И к чему он мне всё это рассказывает? Только не говорите…
— Одна у нас осталась надежда. И эта надежда — ты Стоум Железнорук! Уж не знаю, где ты навострился так лихо ковать, но сейчас твои умения нам на руку.
Ну нет, только не снова! Меня что, прокляли при рождении⁈ Почему я опять крайним сделался? Нет, так дело не пойдёт! Пора расчехлять своё хвалёное красноречие, а иначе опять буду втянут в какой-то блудняк. И на кой чёрт я своими придумками перед всем честным людом светил. Хотел как лучше, а получилось через одно место.
— Господин Баламут, я всего лишь обычный гридень. Разве мне по силам переломить ход битвы? Думаю, для такого важного дела больше сгодятся наши сотники или старший дружинник Громобой.
— Даже если бы те трое были в порядке, всё равно бы ничего не вышло. Возраст не тот.
— Возраст?
— Да. Их алатырь-камни уже прижились и больше вырасти уже не смогут.
— Я не совсем понимаю.
— А тебе и не надо. Просто будешь следовать моим наставлениям и на время обретёшь силу великую. Она-то и поможет нам до прибытия подмоги продержаться.
Для меня слова Баламута звучали, как самая распоследняя замануха. Будто я не в курсе, что эта за сила такая великая, после которой проблем не оберёшься. Плавали — знаем.
— Так если в возрасте дело, не лучше ли Рябого силой наделить. Он куда опытней меня, да и к тому же не абы чей сын. Пускай уж лучше он героем станет, а я так уж быть место ему уступлю.
— Это не обсуждается, — сказал как отрезал Зарево.
Вот ведь гадство! Чего-то подобного и следовало ожидать. Вряд ли Блаламут стал бы подвергать опасности сына Мертвоголова — они ведь близкими друзьями были как-никак. Да и сам Вацлав не раз упоминал, что Зарево ему чуть ли не родным дядькой приходится.
Вот уж не думал, что и в этом мире столкнусь с кумовством, пусть и в столь необычной форме.
Дальше отнекиваться стало уже опасно — так и за труса можно сойти, а там и до военного трибунала и народного порицания недалеко. Похоже, придётся как-то выкручиваться по ходу дела.

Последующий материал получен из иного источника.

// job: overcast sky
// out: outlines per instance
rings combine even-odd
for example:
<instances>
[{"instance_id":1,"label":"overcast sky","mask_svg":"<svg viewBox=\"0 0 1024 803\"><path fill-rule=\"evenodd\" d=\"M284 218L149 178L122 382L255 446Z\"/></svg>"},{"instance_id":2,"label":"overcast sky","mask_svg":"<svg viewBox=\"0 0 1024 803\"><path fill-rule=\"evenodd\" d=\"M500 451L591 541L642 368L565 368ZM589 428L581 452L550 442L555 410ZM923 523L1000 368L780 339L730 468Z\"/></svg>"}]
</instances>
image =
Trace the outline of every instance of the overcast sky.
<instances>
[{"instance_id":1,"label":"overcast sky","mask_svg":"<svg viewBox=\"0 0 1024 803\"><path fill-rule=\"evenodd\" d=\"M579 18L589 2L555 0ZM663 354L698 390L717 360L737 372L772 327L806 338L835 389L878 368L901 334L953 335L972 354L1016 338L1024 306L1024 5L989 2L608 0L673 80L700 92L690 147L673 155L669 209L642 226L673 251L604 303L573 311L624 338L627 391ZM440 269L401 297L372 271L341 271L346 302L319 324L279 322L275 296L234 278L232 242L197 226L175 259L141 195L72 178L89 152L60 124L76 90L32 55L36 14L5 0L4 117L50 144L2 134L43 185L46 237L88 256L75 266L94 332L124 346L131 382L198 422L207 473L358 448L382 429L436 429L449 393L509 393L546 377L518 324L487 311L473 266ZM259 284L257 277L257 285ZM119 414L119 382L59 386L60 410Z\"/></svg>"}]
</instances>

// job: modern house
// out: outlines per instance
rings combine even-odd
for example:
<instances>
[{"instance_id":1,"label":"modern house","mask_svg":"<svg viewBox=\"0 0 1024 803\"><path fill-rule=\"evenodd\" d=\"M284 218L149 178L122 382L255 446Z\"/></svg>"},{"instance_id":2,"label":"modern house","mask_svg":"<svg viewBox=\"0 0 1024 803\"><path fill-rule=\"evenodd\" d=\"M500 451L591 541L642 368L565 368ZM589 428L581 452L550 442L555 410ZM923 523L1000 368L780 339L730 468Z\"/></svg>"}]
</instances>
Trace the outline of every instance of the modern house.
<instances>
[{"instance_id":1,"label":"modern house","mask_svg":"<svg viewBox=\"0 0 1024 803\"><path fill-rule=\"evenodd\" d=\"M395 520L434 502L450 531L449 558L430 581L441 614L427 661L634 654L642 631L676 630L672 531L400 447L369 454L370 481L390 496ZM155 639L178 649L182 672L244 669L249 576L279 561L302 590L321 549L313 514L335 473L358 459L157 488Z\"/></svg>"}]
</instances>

И в первую очередь необходимо выяснить подробности.
— И как я силой овладею.
— Настой из алатырь-камня выпьешь.
— Как на посвящении?
— Да. Разве что камней в чаше поболе будет.
На этом этапе каждый здравомыслящий человек должен был спросить: а это разве не опасно? Вот только у славийцев подобные вопросы задавать не принято. За такое и трусом прослыть можно.
— Как настой примешь, мера твоя на краткий срок сильно увеличится. Правда есть опасность одна.
Кто бы мог подумать? А я и не догадывался…
На столе прямо передо мной стояла кадушка. Простенькая деревянная посудина на пару литров. От неё исходило яркое свечение. Если бы я не знал, что внутри тары самая обычная ключевая вода да два десятка алатырь-камней, то решил бы, что там упрятан мощный прожектор.